The Coors et al. citation on polysorbate is a single case report, not a study; its references were from 1995-2002 and largely from the dermatology and lab science literature. As the citation is from 1995, I wonder why the actual article as linked includes references from 2002.

The 2014 National Academies of Sciences, Engineering, and Medicine formaldehyde report associating formaldehyde with cancer "reviewed reports published by other authoritative bodies, and it examined primary literature, reviews, and meta-analyses that were publicly available in the peer-reviewed literature." If is freely available online in PDF. I read it all so you don't have to, but if you're interested, the section on exposure assessment is illustrative, page 186 ff. TL;Dr: They looked at occupational exposure, both peak and cumulative over time. There is absolutely nothing in this report related to formaldehyde in vaccinations. (https://nap.nationalacademies.org/read/18948/chapter/9#196)

The University of Oxford in 2022 notes that the amount of formaldehyde left in vaccines during manufacture is less than the amount naturally occurring in the human body. "People may think of formaldehyde as a man-made chemical, but in small quantities it is also found naturally in the bloodstream.” (https://vk.ovg.ox.ac.uk/vaccine-ingredients) "Humans produce about 1.5 ounces of formaldehyde a day as a normal part of our metabolism. Inhaled formaldehyde is rapidly metabolized and ultimately converted to carbon dioxide and exhaled. Formaldehyde does not accumulate in the body.”(American Chemistry Council, 2022, https://www.americanchemistry.com/chemistry-in-america/chemistries/formaldehyde)

Effectiveness
The Demicheli et al. report of Cochrane Review on vaccines does not state that their results were "fallible" or that flu vaccine is not of use. The article cited, updated in 2014, also looks at data from 1969-2009, and finds, "We did not find any evidence of an association between influenza vaccination and serious adverse events in the comparative studies considered in this review. Fifteen included RCTs were industry funded (29%).” We do know now that before mRNA vaccines were made, the flu vaccine took 18 months to produce, and was therefore based on a best guess as to the prevalent strain that would be circulating more than a year later. Since the influenza virus mutates rapidly and often, some years the vaccine was effective over the prevalent strain, and sometimes it wasn't.

The Modrof et al. study cited does not say that measles vaccines "fail,” or become less effective. It described findings in healthy plasma donors whose plasma was used to harvest IVIG, intravenous immunoglobulin, a therapeutic preparation with application as antibody replacement therapy in persons with primary immunodeficiency disorders.

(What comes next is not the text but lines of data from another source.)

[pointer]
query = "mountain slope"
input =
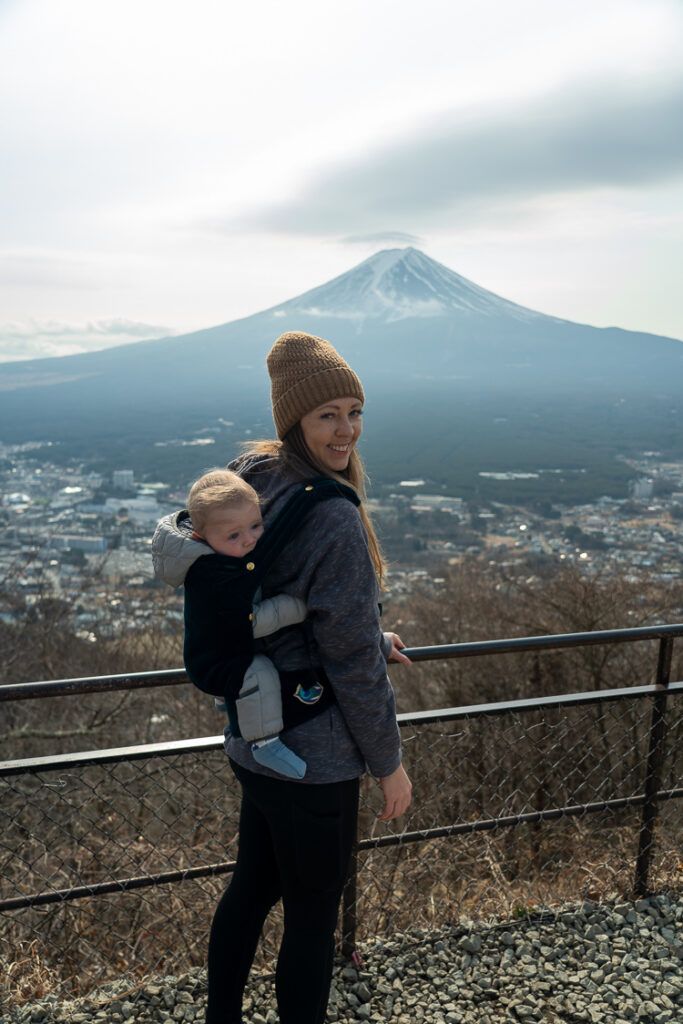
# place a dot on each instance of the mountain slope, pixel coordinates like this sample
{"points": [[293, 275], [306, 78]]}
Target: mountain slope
{"points": [[440, 357]]}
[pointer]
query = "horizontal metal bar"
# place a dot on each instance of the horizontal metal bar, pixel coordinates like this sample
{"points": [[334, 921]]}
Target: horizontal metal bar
{"points": [[144, 751], [534, 704], [92, 684], [171, 677], [512, 820], [112, 756], [550, 642], [226, 867], [118, 886]]}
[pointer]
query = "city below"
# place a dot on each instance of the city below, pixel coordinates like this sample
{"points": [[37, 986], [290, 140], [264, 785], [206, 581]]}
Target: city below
{"points": [[84, 538]]}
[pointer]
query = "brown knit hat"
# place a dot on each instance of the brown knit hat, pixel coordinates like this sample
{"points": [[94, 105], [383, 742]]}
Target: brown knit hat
{"points": [[306, 372]]}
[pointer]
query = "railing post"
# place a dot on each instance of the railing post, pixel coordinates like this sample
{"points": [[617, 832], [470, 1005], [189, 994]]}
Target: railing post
{"points": [[654, 765], [349, 916]]}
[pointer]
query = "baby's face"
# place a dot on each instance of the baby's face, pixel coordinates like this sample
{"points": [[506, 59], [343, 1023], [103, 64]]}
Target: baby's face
{"points": [[233, 531]]}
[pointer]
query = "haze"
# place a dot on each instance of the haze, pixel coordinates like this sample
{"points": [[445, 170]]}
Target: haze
{"points": [[168, 167]]}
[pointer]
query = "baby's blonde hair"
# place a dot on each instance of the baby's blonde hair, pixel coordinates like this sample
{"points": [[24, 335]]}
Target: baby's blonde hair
{"points": [[217, 488]]}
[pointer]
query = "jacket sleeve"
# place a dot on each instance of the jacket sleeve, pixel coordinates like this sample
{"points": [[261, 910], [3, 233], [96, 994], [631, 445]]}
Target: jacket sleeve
{"points": [[344, 616]]}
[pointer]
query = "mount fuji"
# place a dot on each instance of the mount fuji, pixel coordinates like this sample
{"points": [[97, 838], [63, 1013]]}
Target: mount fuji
{"points": [[441, 359]]}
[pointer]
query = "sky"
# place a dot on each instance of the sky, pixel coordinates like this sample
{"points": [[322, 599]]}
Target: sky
{"points": [[168, 166]]}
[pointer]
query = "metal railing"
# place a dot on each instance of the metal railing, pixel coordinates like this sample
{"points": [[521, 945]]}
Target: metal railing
{"points": [[81, 828]]}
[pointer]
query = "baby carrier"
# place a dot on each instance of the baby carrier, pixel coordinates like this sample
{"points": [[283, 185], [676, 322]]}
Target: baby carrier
{"points": [[219, 596]]}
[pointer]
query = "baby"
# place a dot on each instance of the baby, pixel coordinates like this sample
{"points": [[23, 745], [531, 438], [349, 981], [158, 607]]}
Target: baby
{"points": [[225, 514]]}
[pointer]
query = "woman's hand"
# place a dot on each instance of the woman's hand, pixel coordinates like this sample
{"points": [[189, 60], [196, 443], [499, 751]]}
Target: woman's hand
{"points": [[396, 647], [397, 791]]}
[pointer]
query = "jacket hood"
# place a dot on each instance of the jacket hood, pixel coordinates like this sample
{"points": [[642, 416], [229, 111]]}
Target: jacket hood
{"points": [[174, 550]]}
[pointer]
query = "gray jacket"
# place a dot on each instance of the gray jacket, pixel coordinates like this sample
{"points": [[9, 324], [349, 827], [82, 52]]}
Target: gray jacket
{"points": [[328, 565]]}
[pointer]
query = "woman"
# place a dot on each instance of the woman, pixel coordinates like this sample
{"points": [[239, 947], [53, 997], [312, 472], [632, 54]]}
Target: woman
{"points": [[296, 837]]}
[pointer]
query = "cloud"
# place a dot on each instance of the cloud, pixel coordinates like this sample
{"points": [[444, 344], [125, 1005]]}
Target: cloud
{"points": [[569, 141], [383, 238], [36, 339]]}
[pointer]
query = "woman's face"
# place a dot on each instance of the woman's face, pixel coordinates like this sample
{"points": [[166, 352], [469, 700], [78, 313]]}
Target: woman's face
{"points": [[332, 430]]}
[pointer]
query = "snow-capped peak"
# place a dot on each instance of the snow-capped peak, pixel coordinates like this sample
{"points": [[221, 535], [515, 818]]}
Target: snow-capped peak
{"points": [[395, 284]]}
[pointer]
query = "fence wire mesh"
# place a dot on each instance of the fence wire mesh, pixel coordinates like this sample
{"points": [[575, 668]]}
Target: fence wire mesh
{"points": [[517, 792]]}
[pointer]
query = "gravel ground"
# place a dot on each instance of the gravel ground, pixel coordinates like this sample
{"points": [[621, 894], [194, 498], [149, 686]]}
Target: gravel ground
{"points": [[604, 964]]}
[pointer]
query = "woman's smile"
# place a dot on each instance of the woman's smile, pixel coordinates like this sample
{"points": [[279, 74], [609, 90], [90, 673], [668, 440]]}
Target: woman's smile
{"points": [[332, 430]]}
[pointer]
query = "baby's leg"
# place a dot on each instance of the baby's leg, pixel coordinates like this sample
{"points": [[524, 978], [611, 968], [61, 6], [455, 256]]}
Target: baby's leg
{"points": [[275, 612], [260, 717]]}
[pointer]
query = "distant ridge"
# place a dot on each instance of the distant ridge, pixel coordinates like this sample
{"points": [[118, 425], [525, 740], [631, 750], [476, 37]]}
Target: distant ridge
{"points": [[458, 380]]}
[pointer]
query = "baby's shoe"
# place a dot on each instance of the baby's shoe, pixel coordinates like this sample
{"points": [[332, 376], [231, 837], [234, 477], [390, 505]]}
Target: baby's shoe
{"points": [[272, 754]]}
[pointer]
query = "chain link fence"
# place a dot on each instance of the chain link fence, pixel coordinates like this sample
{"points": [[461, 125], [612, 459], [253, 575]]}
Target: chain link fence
{"points": [[112, 861]]}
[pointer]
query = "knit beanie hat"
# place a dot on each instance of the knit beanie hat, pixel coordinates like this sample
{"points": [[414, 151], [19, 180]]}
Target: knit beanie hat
{"points": [[306, 372]]}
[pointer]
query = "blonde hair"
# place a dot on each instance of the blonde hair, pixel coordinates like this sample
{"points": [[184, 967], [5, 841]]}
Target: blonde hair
{"points": [[295, 454], [217, 488]]}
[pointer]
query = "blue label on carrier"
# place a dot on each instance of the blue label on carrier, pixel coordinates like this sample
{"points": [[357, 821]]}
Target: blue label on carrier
{"points": [[310, 694]]}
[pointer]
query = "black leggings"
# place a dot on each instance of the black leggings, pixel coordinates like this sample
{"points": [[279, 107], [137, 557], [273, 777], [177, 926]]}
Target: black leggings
{"points": [[295, 845]]}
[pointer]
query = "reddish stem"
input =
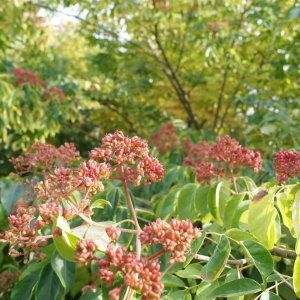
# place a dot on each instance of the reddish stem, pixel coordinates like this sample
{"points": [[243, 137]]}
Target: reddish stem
{"points": [[157, 254], [133, 213]]}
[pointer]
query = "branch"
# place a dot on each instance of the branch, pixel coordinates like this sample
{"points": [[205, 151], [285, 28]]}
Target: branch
{"points": [[123, 116], [284, 253], [220, 99], [173, 78], [101, 27], [236, 262], [223, 85]]}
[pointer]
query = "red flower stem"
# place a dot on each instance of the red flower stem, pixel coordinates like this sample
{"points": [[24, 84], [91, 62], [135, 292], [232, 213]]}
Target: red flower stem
{"points": [[157, 254], [233, 178], [133, 213], [93, 223]]}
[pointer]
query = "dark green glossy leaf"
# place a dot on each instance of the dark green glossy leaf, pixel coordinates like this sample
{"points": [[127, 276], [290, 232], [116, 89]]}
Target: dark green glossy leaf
{"points": [[23, 289], [49, 286], [232, 205], [260, 257], [185, 209], [238, 287], [64, 269], [213, 269]]}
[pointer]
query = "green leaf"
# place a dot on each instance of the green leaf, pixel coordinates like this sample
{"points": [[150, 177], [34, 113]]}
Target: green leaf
{"points": [[204, 289], [267, 295], [213, 269], [10, 193], [195, 247], [64, 269], [244, 205], [100, 203], [231, 206], [49, 286], [90, 295], [168, 204], [201, 205], [238, 287], [296, 276], [180, 295], [249, 183], [34, 266], [191, 271], [95, 233], [185, 209], [170, 280], [261, 220], [296, 214], [66, 243], [23, 289], [239, 235], [213, 200], [285, 205], [260, 257]]}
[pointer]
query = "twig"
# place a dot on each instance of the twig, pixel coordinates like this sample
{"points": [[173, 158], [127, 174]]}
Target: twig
{"points": [[236, 262]]}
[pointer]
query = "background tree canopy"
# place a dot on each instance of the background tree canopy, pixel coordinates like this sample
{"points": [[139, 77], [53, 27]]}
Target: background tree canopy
{"points": [[220, 66], [210, 210]]}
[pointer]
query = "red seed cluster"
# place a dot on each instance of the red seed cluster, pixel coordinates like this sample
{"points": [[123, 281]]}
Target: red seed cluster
{"points": [[49, 210], [44, 157], [139, 274], [89, 175], [57, 185], [119, 149], [212, 161], [27, 77], [7, 281], [22, 232], [165, 139], [205, 171], [64, 181], [113, 233], [130, 154], [196, 153], [230, 152], [287, 164], [175, 237], [55, 93], [85, 251]]}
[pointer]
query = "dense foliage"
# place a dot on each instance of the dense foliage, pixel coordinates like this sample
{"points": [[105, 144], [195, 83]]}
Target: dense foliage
{"points": [[210, 209], [72, 223]]}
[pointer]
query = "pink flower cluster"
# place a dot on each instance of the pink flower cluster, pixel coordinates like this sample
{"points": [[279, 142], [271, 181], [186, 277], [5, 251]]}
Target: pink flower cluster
{"points": [[287, 164], [212, 161], [44, 157], [85, 251], [64, 181], [205, 171], [130, 155], [139, 274], [165, 139], [26, 77], [7, 282], [175, 237], [22, 233], [53, 93], [230, 152], [196, 153]]}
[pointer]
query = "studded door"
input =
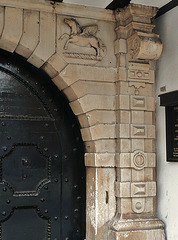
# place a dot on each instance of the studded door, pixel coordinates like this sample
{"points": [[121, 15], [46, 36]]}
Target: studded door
{"points": [[42, 175]]}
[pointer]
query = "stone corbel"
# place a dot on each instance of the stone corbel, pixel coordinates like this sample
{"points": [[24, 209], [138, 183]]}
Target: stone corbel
{"points": [[146, 46]]}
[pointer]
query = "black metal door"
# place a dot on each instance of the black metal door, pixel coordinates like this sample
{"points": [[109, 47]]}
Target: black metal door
{"points": [[42, 174]]}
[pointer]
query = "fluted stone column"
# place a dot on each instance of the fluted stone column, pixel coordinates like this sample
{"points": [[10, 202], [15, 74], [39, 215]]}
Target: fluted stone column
{"points": [[136, 49]]}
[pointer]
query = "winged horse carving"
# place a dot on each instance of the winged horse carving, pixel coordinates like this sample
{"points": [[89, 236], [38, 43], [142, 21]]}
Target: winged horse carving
{"points": [[83, 36]]}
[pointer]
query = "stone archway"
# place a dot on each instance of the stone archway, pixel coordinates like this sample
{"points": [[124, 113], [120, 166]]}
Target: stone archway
{"points": [[113, 101]]}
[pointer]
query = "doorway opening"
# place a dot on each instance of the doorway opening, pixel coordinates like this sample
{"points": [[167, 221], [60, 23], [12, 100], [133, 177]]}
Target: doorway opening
{"points": [[42, 172]]}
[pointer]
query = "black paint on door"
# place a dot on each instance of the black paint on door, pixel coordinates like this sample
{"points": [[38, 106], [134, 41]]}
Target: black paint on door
{"points": [[42, 173]]}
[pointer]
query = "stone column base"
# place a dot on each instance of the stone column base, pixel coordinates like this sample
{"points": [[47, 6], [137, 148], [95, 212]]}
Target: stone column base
{"points": [[141, 229]]}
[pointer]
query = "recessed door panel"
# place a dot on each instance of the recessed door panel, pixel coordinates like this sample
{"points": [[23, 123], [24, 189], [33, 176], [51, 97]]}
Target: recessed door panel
{"points": [[42, 174]]}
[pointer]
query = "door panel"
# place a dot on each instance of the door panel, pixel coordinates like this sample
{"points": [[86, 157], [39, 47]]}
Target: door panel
{"points": [[42, 173]]}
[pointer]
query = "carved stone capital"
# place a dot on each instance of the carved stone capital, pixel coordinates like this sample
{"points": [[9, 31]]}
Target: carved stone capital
{"points": [[144, 46], [135, 13]]}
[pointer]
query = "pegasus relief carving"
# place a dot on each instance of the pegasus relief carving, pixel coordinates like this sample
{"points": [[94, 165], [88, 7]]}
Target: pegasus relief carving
{"points": [[83, 36]]}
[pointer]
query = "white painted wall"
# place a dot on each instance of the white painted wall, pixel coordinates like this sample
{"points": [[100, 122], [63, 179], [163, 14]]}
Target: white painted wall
{"points": [[167, 75]]}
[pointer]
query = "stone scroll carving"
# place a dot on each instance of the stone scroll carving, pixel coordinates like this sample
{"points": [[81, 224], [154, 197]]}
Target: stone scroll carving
{"points": [[85, 37], [145, 46]]}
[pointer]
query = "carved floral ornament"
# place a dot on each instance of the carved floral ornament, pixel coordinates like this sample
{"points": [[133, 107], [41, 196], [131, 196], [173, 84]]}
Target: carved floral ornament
{"points": [[84, 37], [145, 46]]}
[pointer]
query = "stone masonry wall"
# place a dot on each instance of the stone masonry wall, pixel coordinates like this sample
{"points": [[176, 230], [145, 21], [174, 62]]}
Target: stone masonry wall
{"points": [[108, 78]]}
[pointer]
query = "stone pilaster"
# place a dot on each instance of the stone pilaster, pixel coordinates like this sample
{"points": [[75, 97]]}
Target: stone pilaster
{"points": [[136, 47]]}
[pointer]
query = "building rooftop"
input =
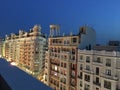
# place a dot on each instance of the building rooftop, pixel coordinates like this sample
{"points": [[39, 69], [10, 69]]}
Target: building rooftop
{"points": [[18, 79], [107, 48]]}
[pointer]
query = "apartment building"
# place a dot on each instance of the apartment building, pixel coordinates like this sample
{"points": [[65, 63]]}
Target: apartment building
{"points": [[1, 46], [61, 57], [99, 69], [26, 49]]}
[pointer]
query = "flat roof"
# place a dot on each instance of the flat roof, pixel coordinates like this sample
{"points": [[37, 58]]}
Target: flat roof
{"points": [[18, 79]]}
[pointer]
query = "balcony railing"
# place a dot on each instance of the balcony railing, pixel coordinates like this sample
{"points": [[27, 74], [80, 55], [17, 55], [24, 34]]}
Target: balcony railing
{"points": [[80, 77], [96, 83], [109, 76], [108, 64], [88, 71]]}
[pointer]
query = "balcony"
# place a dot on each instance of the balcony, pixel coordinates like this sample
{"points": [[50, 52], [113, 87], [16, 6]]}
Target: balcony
{"points": [[97, 62], [96, 83], [109, 77], [80, 77], [108, 64], [86, 89], [72, 76], [72, 84], [86, 79], [88, 71]]}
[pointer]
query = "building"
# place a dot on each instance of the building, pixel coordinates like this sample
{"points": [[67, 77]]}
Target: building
{"points": [[1, 46], [98, 69], [61, 57], [27, 50], [12, 78]]}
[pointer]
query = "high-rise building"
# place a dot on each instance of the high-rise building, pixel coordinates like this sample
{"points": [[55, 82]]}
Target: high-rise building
{"points": [[99, 69], [61, 57], [1, 46], [27, 50]]}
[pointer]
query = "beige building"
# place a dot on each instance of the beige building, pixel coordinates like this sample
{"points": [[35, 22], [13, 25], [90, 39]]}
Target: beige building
{"points": [[1, 46], [61, 57], [27, 50], [99, 69]]}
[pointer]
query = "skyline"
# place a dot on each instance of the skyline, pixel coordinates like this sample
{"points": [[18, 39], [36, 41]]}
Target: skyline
{"points": [[102, 15]]}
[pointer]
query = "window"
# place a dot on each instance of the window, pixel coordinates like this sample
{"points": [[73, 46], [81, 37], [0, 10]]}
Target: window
{"points": [[87, 67], [97, 88], [81, 83], [108, 72], [97, 79], [87, 87], [107, 84], [74, 40], [108, 62], [87, 78], [81, 75], [98, 59], [88, 59], [64, 65], [81, 57], [97, 71], [61, 64], [81, 66]]}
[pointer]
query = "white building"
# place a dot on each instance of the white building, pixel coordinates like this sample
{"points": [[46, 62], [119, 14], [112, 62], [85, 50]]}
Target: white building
{"points": [[98, 70]]}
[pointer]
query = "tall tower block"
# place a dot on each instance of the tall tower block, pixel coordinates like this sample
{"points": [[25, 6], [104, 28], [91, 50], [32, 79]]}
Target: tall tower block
{"points": [[54, 30]]}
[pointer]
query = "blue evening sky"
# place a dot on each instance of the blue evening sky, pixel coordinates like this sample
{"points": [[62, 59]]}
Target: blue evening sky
{"points": [[102, 15]]}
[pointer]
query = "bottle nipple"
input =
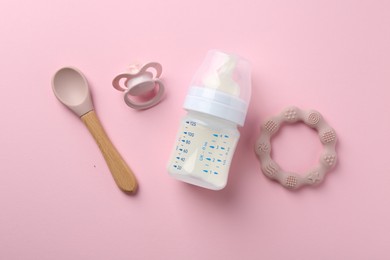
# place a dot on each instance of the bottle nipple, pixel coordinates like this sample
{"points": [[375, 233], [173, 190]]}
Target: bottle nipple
{"points": [[222, 78]]}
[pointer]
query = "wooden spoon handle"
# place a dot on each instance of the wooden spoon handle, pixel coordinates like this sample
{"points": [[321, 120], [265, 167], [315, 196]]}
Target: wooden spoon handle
{"points": [[123, 175]]}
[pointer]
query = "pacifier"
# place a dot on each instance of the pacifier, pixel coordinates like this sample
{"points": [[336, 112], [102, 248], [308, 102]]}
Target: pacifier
{"points": [[141, 81]]}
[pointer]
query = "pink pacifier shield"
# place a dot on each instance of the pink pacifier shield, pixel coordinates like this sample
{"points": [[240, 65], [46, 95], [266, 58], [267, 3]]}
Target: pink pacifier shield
{"points": [[139, 81], [327, 136]]}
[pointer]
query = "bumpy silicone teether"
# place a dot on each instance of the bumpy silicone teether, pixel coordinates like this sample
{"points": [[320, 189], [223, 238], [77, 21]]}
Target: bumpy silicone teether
{"points": [[139, 81], [327, 136]]}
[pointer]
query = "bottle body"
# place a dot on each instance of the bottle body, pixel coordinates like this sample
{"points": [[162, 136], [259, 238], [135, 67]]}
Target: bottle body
{"points": [[203, 150]]}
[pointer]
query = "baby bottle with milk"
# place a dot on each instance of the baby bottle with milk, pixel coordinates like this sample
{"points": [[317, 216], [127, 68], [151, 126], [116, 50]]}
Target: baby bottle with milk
{"points": [[217, 102]]}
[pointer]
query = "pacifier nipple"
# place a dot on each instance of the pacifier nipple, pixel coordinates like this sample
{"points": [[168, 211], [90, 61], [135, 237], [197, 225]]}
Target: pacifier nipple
{"points": [[140, 81]]}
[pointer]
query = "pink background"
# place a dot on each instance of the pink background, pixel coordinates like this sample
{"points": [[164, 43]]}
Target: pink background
{"points": [[58, 199]]}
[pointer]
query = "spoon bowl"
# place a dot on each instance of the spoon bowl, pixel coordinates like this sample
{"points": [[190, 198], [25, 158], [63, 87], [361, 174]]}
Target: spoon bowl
{"points": [[71, 88]]}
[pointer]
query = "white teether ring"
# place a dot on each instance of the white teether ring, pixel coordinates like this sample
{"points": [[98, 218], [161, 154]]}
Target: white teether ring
{"points": [[327, 136], [139, 81]]}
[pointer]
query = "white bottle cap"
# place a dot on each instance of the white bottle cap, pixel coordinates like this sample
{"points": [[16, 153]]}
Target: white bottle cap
{"points": [[221, 87]]}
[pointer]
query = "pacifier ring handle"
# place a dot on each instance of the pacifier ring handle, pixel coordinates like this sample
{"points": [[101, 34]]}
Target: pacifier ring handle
{"points": [[116, 81], [150, 103], [154, 65], [327, 137]]}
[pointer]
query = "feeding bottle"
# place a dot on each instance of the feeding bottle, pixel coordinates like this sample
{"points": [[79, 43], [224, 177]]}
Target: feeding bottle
{"points": [[217, 102]]}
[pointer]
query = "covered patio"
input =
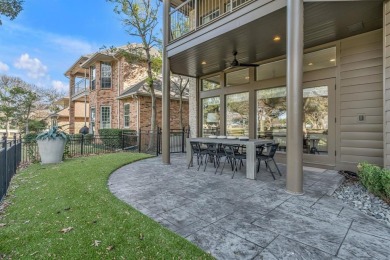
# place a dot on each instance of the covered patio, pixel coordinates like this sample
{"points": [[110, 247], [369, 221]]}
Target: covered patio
{"points": [[251, 219]]}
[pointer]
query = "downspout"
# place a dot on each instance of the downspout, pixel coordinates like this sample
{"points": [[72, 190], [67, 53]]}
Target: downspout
{"points": [[118, 86], [85, 97]]}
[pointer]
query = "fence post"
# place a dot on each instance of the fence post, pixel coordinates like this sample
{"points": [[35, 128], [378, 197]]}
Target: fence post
{"points": [[15, 152], [82, 143], [158, 141], [123, 141], [183, 139], [6, 163], [139, 140]]}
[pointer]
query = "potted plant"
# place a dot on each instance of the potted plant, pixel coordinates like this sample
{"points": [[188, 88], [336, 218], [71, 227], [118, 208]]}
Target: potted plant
{"points": [[51, 145]]}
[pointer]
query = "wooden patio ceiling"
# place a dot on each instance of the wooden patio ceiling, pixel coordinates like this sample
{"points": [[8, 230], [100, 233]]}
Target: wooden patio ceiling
{"points": [[324, 22]]}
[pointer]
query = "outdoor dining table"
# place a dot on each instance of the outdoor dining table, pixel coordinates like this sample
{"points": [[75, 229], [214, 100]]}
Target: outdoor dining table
{"points": [[250, 145]]}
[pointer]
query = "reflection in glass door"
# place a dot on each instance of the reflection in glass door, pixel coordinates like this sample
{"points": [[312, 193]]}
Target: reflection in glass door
{"points": [[318, 109]]}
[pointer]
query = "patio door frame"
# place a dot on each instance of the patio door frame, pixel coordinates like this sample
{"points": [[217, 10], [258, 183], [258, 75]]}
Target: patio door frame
{"points": [[330, 158]]}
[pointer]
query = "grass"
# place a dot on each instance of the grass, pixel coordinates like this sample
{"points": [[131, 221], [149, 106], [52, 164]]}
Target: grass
{"points": [[45, 199]]}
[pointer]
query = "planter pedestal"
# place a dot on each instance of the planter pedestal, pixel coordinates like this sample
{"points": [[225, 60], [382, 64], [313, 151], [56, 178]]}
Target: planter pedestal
{"points": [[51, 151]]}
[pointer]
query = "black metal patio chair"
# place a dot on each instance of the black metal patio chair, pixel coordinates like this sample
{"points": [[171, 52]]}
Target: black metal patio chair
{"points": [[199, 152], [233, 157], [213, 154], [267, 154]]}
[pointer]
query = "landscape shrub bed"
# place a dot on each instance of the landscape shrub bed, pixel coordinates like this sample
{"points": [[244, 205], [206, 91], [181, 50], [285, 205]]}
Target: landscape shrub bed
{"points": [[375, 179]]}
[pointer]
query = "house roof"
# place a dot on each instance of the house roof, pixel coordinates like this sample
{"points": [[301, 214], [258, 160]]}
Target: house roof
{"points": [[142, 89], [85, 61], [78, 111]]}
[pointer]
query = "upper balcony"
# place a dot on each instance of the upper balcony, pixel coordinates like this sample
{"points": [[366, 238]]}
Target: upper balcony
{"points": [[80, 89], [195, 14]]}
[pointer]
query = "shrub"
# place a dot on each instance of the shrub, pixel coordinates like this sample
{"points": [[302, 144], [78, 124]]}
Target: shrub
{"points": [[375, 179], [111, 137], [88, 138], [30, 138]]}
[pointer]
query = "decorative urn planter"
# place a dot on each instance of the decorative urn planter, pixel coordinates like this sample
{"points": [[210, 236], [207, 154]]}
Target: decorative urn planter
{"points": [[51, 150], [51, 145]]}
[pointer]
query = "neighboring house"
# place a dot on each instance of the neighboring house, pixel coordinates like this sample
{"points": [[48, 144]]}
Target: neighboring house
{"points": [[81, 116], [115, 94], [344, 89]]}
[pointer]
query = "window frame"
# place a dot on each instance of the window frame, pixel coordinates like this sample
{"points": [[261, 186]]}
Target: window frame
{"points": [[104, 82], [126, 115], [101, 117], [92, 73]]}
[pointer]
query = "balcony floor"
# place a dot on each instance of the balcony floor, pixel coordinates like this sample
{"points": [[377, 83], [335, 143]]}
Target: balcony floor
{"points": [[250, 219]]}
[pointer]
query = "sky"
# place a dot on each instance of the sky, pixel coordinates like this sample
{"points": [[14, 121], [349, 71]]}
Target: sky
{"points": [[48, 36]]}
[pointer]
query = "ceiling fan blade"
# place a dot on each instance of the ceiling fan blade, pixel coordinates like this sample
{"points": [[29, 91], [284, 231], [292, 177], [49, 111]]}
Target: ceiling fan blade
{"points": [[248, 65], [229, 68]]}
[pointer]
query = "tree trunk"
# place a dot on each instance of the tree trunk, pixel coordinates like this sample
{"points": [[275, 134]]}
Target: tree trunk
{"points": [[181, 111]]}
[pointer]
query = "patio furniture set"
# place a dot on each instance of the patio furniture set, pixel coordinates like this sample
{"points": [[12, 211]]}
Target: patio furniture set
{"points": [[235, 151]]}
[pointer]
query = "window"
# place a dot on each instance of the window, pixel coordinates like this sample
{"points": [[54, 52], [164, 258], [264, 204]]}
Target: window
{"points": [[105, 117], [237, 114], [93, 120], [126, 114], [106, 75], [210, 110], [311, 61], [92, 71], [237, 77], [210, 16], [210, 83], [272, 115]]}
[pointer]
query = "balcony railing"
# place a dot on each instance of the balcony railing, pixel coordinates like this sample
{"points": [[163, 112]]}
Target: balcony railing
{"points": [[193, 14], [80, 87]]}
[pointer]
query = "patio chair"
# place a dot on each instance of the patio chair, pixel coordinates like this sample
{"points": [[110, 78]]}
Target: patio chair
{"points": [[267, 157], [214, 154], [233, 157], [199, 152]]}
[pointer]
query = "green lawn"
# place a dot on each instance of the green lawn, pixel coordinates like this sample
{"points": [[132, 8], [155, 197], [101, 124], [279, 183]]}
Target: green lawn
{"points": [[66, 211]]}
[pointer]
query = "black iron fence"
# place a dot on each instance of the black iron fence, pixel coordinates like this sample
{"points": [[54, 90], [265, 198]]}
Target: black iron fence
{"points": [[10, 158], [177, 140], [25, 150]]}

Persons who had been vaccinated had lower titers than people with natural infection, which was a problem because they couldn't produce as much for harvesting. "This study aimed to confirm whether the introduction of measles vaccination in the early 1960s in the United Stated led to an almost complete disappearance of natural infections, that translated into lower measles virus antibody titers in source plasma donors. Subsequently, revaccination of plasma donors was investigated as a means to potentially boost measles virus antibody titers, an intervention that might allow manufacturers to meet the minimum potency requirements as defined by the FDA."

The Klein et al. article indicates that pertussis antibodies conferred by the combined tetorifice-diphtheria-acellular pertussis (DTaP) vaccines of childhood wane after the fifth dose at age 4-6.  Adolescents who took the later doses of Tdap (a different formulation) were more likely to test positive for pertussis the longer it was from their last vaccine. That's not a failure, that's congruent with the decreased pertussis coverage after the DTaP of early childhood. This means that the Tdap should be given more often in adolescents to maintain coverage. "Routine Tdap did not prevent pertussis outbreaks. Among adolescents who have only received DTaP vaccines in childhood, Tdap provided moderate protection against pertussis during the first year and then waned rapidly so that litle protection remained 2-3 years after vaccination."

The Seagal et al. article cited does not say that vaccinations "have been shown to lose effectiveness dramatically over time,” contrary to this author's assertion. TL;Dr: Here's their methods and result.
Methods: Children vaccinated with the second dose of measles, mumps, rubella vaccine (MMR2) at 4-6 years of age were followed up to 12 years post-vaccination. The rates of antibody decline were assessed using regression models, accounting for differences between and within subjects.
Results: Most of the 302 participants were seropositive throughout follow-up (96% measles, 88% mumps, 79% rubella). The rate of antibody decline was associated with MMR2 response and baseline titer for measles and age at first dose of MMR (MMR1) for rubella.


I did not research all the citations for ethics for this critique. However, if they are as inaccurate and distored as the "unknown science" presented, I wouldn't be the least bit surprised.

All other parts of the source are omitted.